Beside it stood a repair ship. The hull resembled a cargo vessel, but the superstructure was taller and broken by heavy crane arms. Inside were machine shops, foundries, spare boiler sections, and shaft machining equipment. Damaged destroyers or cruisers could receive temporary structural repairs without returning to Brest or Toulon. Floating workshops meant damaged fleets could remain operational.

Further down the line was a vessel with spools mounted along its midsection and reinforced cable guides at the bow. It was designed to lay communication cables across seabeds. Submarine telegraph lines, later electrical transmission routes, would link colonies and mainland.

Another model carried a reinforced bow shaped differently from the rest. The hull curved upward, plated thick at the front. This ship was built to break ice. It would force passages through frozen northern routes, keeping trade open in winter and extending French access to Arctic waters.

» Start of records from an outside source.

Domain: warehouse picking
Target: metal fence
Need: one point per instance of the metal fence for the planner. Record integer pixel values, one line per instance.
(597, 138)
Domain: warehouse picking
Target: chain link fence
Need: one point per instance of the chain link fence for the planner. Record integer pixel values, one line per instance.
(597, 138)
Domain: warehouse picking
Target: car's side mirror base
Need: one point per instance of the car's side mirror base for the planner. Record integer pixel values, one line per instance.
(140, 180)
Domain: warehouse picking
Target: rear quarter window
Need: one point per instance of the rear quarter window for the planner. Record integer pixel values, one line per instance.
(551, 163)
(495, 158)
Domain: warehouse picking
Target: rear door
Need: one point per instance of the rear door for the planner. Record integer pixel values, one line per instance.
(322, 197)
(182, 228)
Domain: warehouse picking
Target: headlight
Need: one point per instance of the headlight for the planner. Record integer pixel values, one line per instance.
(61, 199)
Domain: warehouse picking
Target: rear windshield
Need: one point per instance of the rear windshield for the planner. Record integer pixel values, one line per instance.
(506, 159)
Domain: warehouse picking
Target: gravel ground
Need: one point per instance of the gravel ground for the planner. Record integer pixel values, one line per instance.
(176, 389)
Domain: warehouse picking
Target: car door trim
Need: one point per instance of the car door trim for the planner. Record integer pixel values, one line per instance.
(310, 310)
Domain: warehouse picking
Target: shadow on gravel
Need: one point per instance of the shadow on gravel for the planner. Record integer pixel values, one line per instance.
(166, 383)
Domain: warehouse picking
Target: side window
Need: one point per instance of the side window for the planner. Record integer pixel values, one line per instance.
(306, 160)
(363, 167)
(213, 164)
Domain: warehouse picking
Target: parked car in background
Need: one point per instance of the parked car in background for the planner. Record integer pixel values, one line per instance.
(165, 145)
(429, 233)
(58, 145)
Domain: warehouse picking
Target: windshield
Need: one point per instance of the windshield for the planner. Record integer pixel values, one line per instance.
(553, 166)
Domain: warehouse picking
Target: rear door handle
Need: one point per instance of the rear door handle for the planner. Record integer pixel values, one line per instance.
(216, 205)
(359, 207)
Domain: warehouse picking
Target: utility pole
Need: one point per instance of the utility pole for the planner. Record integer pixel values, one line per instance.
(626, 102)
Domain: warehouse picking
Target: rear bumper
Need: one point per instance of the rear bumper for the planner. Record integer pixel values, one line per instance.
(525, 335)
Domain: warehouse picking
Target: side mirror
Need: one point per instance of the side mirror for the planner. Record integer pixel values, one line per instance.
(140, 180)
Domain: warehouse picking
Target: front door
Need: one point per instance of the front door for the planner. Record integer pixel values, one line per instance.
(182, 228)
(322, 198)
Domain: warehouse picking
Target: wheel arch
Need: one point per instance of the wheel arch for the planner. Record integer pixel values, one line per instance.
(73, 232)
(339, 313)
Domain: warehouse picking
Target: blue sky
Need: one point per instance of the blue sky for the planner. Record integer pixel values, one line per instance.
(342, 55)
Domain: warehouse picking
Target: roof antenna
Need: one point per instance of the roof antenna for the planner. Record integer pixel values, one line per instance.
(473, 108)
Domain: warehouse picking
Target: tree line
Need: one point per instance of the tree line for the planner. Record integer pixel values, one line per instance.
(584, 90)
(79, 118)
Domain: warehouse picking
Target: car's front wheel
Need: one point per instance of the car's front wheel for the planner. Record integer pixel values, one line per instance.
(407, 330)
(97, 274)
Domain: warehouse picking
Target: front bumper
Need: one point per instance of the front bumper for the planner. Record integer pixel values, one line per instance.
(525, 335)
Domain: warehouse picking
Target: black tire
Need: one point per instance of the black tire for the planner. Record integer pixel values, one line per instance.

Bulk carriers followed—deep-hulled ships with large open cargo spaces for ore, grain, and coal. Their design emphasized volume and ease of loading. As French industry expanded, raw materials would need transport in mass quantities. These ships would move iron from Africa, grain from Eastern Europe, and coal between ports without delay.

"Oh," Napoleon I said as he stepped back from the last ship. "So this is all the auxiliary ships huh?"

Napoleon II nodded. "Make sure you remain healthy for the next five to ten years, father, or you won’t see this ship sailing across the seas."

"You always say that to me," Napoleon II harrumphed. "Okay, I’ll do my best to keep myself alive until then."